— Я тебе очень благодарен, — сказал Гёц Ростов, и после ухода Ойгена написал прощальное письмо Монике, простенькое, как будто он дней на пять уезжает в командировку, — и метроном вновь стал отбивать в нем протяжные секунды, уже отсчитавшие Клаусу Штауффенбергу время, ему отпущенное. За свои тюремные недели он повидал уже многих готовящихся к смерти и с радостью усвоил: жить просто ради жизни — это преступно, это нарушение какого-то закона, призвавшего людей жить на этой планете, и нет ничего позорнее спасать жизнь, цепляясь за богатство, и в нынешней Германии только нищие бескорыстны.
Его уже готовили к казни, предложили заказать ужин в ресторане неподалеку. Он попросил радиоприемник на час-другой. Дали. Включил, не тронув ни одну ручку настройки, и услышал орган, исполнявший легкомысленную мелодию; прямая передача из лондонского кинотеатра «Орфеум», куда он мог бы повести Клауса; осенью 1936 года намечалась командировка в Англию офицеров, с отличием кончивших курсы английского языка, и Ростов, знавший и язык и Англию, в списке тех, кого надо опекать в Лондоне, увидел капитана Штауффенберга; судьба постоянно разлучала их накануне встреч, которые могли бы стать решающими; оба, не зная друг друга, нацелились на Дрезденское училище, но Ростов окончил его до поступления в него Клауса; сдавали экзамены для поступления в академию, но Клаус прошел в числе ста лучших, а Гёцу предложили повременить; и в России где-то пересекались их пути-дороги, пока в апреле 43-го не обнялись в стихийном порыве братства у входа в штабную палатку в Тунисе. Но теперь-то уж они не расстанутся, если загробный мир существует, и в том мире Клаус, от друга Гёца узнав о том, что едва не был в Шарите убит им, пылко обнимет его и шепнет: «А надо было, надо — избавить меня от терзаний, я ведь давно, еще до встречи с тобой в Бамберге, понял, кто гонит меня к Адольфу, и мне, на эту дорогу обреченному, оставалось только идти и идти…»

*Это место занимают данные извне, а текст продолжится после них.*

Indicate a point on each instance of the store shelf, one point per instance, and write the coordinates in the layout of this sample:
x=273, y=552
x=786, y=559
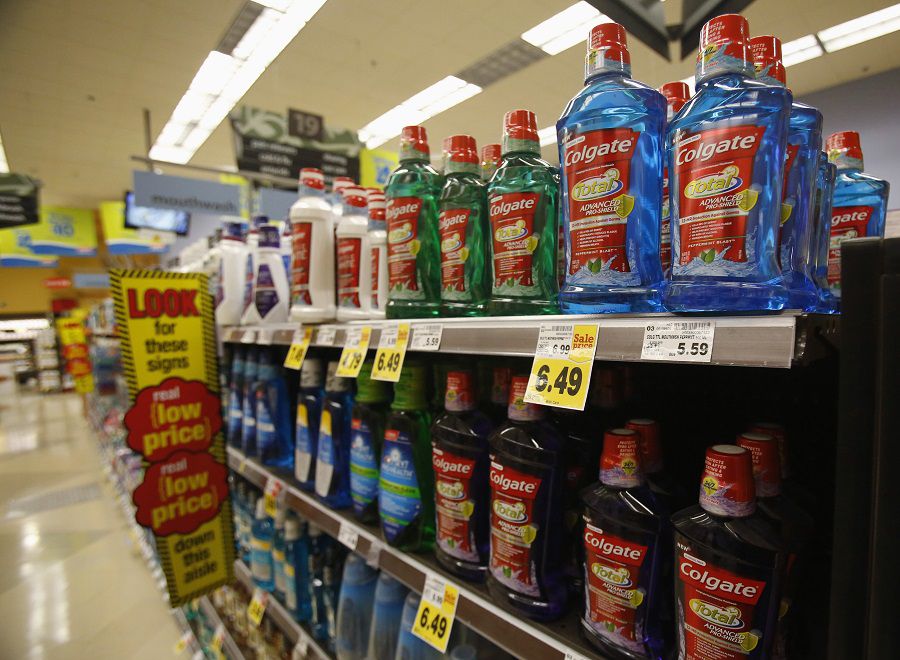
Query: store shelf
x=560, y=640
x=775, y=340
x=297, y=634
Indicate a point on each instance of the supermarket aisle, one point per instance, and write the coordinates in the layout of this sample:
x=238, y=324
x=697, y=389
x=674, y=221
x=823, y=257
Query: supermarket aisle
x=71, y=586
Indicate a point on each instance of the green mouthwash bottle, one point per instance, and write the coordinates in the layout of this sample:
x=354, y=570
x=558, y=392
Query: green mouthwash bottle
x=406, y=486
x=464, y=231
x=414, y=259
x=523, y=199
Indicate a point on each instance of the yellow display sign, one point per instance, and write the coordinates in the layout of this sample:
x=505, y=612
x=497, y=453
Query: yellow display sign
x=167, y=331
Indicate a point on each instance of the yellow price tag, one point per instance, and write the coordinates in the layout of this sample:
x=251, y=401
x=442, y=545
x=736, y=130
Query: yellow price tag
x=563, y=361
x=355, y=347
x=390, y=353
x=297, y=351
x=437, y=610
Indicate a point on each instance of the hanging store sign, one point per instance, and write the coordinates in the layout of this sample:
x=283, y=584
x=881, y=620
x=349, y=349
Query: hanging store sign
x=166, y=325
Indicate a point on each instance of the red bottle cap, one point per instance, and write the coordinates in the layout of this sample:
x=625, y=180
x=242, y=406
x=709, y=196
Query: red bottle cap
x=648, y=443
x=726, y=487
x=763, y=450
x=620, y=462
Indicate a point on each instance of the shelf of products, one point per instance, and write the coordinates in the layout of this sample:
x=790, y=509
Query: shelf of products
x=521, y=638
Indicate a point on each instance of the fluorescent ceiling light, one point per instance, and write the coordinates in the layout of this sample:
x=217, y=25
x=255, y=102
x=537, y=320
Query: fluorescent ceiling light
x=566, y=29
x=431, y=101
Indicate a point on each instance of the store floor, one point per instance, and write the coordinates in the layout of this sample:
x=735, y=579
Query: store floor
x=71, y=583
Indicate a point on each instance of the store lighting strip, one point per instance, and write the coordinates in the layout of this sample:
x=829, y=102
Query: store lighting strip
x=224, y=78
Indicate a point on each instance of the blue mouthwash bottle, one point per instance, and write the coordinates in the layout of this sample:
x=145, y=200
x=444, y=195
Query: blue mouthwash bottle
x=309, y=412
x=526, y=570
x=728, y=565
x=625, y=545
x=825, y=179
x=795, y=244
x=611, y=155
x=859, y=204
x=406, y=484
x=274, y=441
x=726, y=158
x=461, y=468
x=333, y=458
x=369, y=412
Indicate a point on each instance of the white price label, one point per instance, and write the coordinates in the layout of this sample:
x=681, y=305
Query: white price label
x=426, y=337
x=679, y=341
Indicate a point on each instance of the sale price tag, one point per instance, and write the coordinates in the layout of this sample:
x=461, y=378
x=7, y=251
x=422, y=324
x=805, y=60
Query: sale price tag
x=355, y=347
x=437, y=610
x=679, y=341
x=390, y=353
x=299, y=346
x=563, y=360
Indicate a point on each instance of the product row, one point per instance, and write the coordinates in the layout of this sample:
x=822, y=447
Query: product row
x=506, y=493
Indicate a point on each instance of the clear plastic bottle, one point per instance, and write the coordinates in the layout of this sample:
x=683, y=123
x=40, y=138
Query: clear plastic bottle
x=859, y=204
x=464, y=231
x=795, y=236
x=726, y=153
x=523, y=202
x=414, y=259
x=312, y=244
x=611, y=155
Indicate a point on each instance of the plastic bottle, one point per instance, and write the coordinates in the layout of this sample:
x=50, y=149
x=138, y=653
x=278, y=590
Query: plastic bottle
x=677, y=94
x=333, y=457
x=795, y=241
x=625, y=545
x=414, y=260
x=312, y=244
x=523, y=205
x=526, y=571
x=354, y=257
x=859, y=203
x=230, y=288
x=261, y=548
x=726, y=153
x=611, y=156
x=728, y=565
x=406, y=484
x=354, y=612
x=368, y=418
x=461, y=469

Шепотом скажет, потому что и на том свете будут тайны. И одну из них донесет до обоих Крюгель, он когда-нибудь там появится, бодрячески доложит о прибытии и в ответ на вопрос Ростова ответит честно: все сделано, господин полковник, русские теперь знают все о 20 июля далекого 1944 года.
Теперь уж не разминутся они, Ростов и Штауффенберг, всегда будут рядом.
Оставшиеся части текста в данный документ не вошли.